Sunday, January 26, 2014

A Poem by Nadine Waltman-Harmon


A Matter of Maturity
 
Mama hinted ‘bout salesmen,
     gigolos ‘n foreigners,
     but I was eighteen
     then an’ Mama never expected me
     to leave Washington County.
 
Mama had read ‘bout big
     city life an’ slick-talkin’,
     fast-movin’ city men.
     Maybe my Mama
     had met a few. But if Mama
     had seen that Galla salesman—
     fat, fawnin’ and fortyish—
     she’d have said, “Mercy!
     Lord! Protect my child!”
                                  
If Mama had seen his white Fiat
     and knew about his big
     city life she would
     have prayed harder for her child.
 
I wish Mama had told me there
     could be a no-good man
     who’d smile an’ sweet talk
     a woman while they
     were smilin’ an’ sweet talkin’
     some other women
     whose Mamas had never
     told them that once they got wise
     an’ kicked the bum out
     they’d spend nights wonderin’
     if the phone would ring
     an’ that no-good man
     would be on the line sayin’,
     “I still love you.”
 
It took me a year to see
     that he was a user, a no-good
     man that danced
     with and sweet-talked other women.
                                
He was always wheelin’ an’ dealin’
     an’ tryin’ to get money
     from everybody.  Once,
     he asked a woman,
     who had more money
     than youth, for twenty thousand
     and, within five minutes,
     sweet talked her
     into bringin’ his sistah to America!

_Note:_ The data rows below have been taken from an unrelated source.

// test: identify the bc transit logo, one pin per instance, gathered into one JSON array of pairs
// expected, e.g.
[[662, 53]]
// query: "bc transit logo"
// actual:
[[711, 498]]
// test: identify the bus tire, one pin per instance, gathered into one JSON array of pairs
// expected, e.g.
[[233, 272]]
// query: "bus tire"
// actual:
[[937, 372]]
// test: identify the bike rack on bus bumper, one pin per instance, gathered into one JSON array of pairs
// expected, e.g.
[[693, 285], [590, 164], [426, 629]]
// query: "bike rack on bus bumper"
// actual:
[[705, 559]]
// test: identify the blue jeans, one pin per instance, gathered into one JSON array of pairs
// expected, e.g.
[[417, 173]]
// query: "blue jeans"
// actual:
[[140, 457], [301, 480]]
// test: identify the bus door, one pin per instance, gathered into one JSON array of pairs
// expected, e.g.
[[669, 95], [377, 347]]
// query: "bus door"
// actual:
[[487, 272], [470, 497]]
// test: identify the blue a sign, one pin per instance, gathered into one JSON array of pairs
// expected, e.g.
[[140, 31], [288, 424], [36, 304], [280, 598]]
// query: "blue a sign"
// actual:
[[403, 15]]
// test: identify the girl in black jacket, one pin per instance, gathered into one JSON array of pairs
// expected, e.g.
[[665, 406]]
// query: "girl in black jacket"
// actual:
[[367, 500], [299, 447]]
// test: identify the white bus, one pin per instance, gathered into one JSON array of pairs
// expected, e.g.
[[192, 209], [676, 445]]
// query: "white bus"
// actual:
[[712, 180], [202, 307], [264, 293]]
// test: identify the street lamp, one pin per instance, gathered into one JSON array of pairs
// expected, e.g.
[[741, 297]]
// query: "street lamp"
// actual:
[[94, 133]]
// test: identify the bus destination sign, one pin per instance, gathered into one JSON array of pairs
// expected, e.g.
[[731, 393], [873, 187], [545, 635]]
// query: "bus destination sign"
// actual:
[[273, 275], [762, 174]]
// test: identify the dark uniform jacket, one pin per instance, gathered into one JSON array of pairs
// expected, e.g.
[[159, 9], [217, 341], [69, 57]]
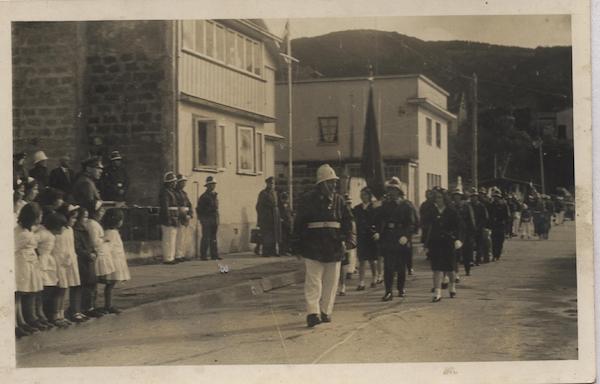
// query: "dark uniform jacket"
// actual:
[[62, 180], [393, 221], [498, 214], [84, 248], [40, 174], [184, 202], [267, 210], [481, 215], [426, 212], [168, 213], [365, 224], [321, 226], [85, 193], [114, 183], [207, 208]]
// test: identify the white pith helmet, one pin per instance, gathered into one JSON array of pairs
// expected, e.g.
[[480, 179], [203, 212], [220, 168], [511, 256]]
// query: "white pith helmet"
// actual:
[[325, 172]]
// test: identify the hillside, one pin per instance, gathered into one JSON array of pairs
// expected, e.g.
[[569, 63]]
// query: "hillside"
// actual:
[[521, 77]]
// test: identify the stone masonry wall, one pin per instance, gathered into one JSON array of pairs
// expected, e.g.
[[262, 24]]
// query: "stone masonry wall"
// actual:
[[128, 93], [45, 89]]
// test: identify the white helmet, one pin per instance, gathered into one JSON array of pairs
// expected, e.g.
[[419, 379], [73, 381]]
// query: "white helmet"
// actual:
[[39, 156], [325, 172]]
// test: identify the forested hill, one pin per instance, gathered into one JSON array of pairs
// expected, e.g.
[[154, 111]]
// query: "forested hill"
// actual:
[[538, 78]]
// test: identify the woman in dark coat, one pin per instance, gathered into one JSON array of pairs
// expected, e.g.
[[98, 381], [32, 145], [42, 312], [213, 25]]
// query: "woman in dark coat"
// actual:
[[86, 258], [442, 244]]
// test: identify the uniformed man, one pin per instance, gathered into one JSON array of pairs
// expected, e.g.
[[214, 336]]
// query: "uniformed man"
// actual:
[[63, 177], [207, 210], [498, 211], [468, 229], [40, 171], [481, 222], [269, 221], [85, 192], [115, 181], [168, 217], [395, 225], [185, 215], [323, 231]]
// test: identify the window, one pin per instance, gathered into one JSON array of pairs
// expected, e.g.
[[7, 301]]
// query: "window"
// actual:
[[240, 51], [561, 132], [433, 180], [246, 154], [257, 58], [249, 58], [188, 34], [260, 154], [223, 44], [429, 133], [210, 39], [205, 144], [328, 130], [231, 51], [220, 43], [200, 43]]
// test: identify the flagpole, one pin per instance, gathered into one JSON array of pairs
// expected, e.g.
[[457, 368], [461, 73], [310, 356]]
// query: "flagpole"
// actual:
[[290, 130]]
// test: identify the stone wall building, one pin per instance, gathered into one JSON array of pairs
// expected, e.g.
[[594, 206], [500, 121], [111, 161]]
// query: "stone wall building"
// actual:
[[196, 97]]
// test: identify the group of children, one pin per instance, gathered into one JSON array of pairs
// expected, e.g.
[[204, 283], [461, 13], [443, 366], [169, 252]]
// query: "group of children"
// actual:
[[61, 247]]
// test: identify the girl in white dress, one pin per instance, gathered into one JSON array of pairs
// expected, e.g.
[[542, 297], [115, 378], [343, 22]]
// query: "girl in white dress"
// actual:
[[27, 269], [68, 268], [104, 264], [113, 220]]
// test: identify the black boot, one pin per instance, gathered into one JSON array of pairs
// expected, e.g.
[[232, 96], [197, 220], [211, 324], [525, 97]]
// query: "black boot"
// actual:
[[312, 320]]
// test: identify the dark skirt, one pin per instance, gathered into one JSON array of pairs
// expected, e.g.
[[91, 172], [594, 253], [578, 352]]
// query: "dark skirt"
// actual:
[[366, 250], [87, 272], [442, 257]]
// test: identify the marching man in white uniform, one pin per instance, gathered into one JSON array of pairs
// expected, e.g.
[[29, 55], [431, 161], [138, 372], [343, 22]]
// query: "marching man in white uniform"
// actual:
[[323, 231]]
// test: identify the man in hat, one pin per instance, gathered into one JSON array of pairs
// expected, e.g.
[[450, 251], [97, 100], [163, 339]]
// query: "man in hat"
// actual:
[[286, 213], [185, 215], [498, 218], [468, 228], [85, 193], [268, 219], [168, 217], [481, 222], [115, 181], [19, 170], [323, 232], [63, 177], [207, 210], [395, 226], [40, 170]]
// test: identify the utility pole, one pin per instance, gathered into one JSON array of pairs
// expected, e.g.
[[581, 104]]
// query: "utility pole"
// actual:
[[290, 60], [474, 129]]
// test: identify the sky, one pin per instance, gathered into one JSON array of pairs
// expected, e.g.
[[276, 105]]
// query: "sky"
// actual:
[[519, 30]]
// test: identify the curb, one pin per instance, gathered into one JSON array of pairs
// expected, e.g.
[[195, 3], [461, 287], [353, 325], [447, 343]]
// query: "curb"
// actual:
[[176, 306]]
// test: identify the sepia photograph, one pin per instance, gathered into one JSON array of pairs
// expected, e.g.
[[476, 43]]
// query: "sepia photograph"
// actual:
[[291, 191]]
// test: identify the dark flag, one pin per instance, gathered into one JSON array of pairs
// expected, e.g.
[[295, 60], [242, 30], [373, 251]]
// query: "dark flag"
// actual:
[[372, 164]]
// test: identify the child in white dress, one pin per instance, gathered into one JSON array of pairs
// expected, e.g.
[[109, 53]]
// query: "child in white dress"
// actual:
[[68, 268], [103, 264], [113, 220], [28, 273]]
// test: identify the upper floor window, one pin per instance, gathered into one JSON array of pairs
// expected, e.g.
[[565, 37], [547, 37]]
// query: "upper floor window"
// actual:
[[429, 131], [328, 130], [223, 44]]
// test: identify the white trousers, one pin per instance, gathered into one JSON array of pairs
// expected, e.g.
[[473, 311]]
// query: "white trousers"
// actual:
[[516, 222], [527, 230], [320, 286], [182, 241], [169, 242]]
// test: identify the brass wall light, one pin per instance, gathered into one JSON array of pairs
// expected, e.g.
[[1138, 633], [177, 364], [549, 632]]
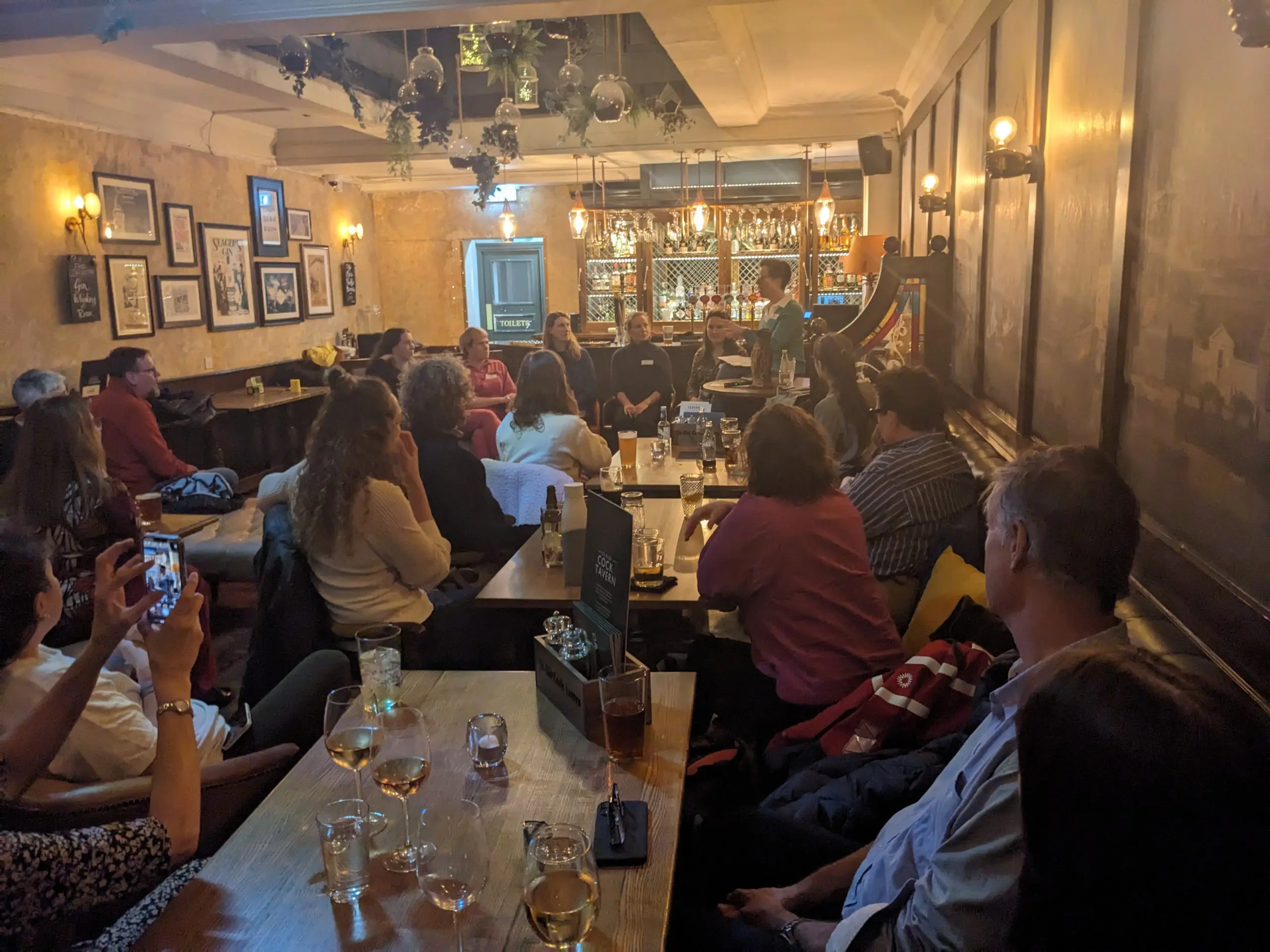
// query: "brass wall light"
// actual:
[[87, 209], [1003, 163], [929, 201]]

                            
I packed his clothes, set
     them in the hall
     and, within the hour,
     he’d sweet-talked some woman
     and had an apartment and a car!
 
That night Mama came to me
     in a dream.  I heard
     my Mama say, “Lord,
     have Mercy on my child.
     That man’s a no-good
     piece of baggage, child,
     driftin’ on your shoreline,
     jus’ usin’ everyone, not sharin’
     real emotion, jes’ steppin’
     on people.  He’s jes’ a no-good
     salesman; a no-good gigolo.
     Forget him, child.”
 
That night I packed my bags
     an’ took off for Oregon
     and rented a flat
     without a telephone
     so I wouldn’t be listenin’
     for its ring and the sound
     of his voice sayin’,
     “I still love you.”
 
 
 
Nadine Waltman-Harmon is a retired teacher (42 years) who grew up in northeastern Oklahoma.  In the l960's she taught African teachers in Tanzania, East Africa Nadine lives in a log house in the  Pacific Northwest with her cat, Mama Chai.